1. The plaintiff's appeal is dismissed.

2. The costs of appeal shall be borne by the Plaintiff.

The purport of the claim and appeal is the purport of the appeal.

Reasons

1. The reasoning of the judgment of the court of first instance cited by the court of first instance is as stated in the reasoning of the judgment of the court of first instance, except for the dismissal of the parts described in paragraph (2) below, and thus, the judgment of the court of first instance is cited in accordance with Article 8(2) of the Administrative Litigation Act

2. The part of the judgment of the court of first instance, which was written after the dismissal, shall be as follows, from 7th to 6th "the plaintiff shall not take any part" in the judgment of the court of first instance.

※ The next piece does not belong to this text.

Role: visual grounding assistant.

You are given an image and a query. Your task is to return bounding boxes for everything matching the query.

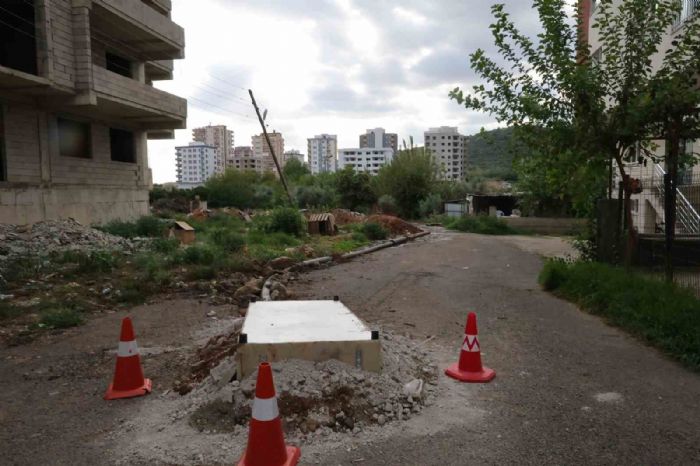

Meanwhile, in light of the Defendant’s attitude that the Plaintiff did not impose any specific sanctions on nonperformance of the obligation to report the change of the size of the restaurant in this case for a considerable period of time, and lent the site, there is room for the Defendant to believe that the Defendant was not aware of the nonperformance of the obligation to report the change in the size of the restaurant in this case.

However, in light of the following circumstances recognized by comprehensively considering the overall purport of the pleading as a whole, the Plaintiff appears to have been operating the restaurant in an unlawful state without reporting the change in the area of the business site, by using the circumstance where the Defendant was aware that it was not allowed to operate the restaurant at will, by arbitrarily expanding the restaurant, by using the circumstance where the Defendant was aware that it was not allowed, and thus, it is difficult to deem the Plaintiff’

Ultimately, we cannot accept this part of the Plaintiff’s assertion.

① In light of the fact that the Plaintiff entered into a contract for the loan of military property with the Defendant for the purpose of the extension of the restaurant in this case and expressed the purpose of use of the leased property as “residential rather than the place of business,” the Plaintiff seems to have been aware that it is not allowed to operate the restaurant in this case by arbitrarily expanding the restaurant in this case and that it is impossible to enter into a contract for the loan of military property in the case of the extension of restaurant

② The area originally reported by the Plaintiff is considerably significant.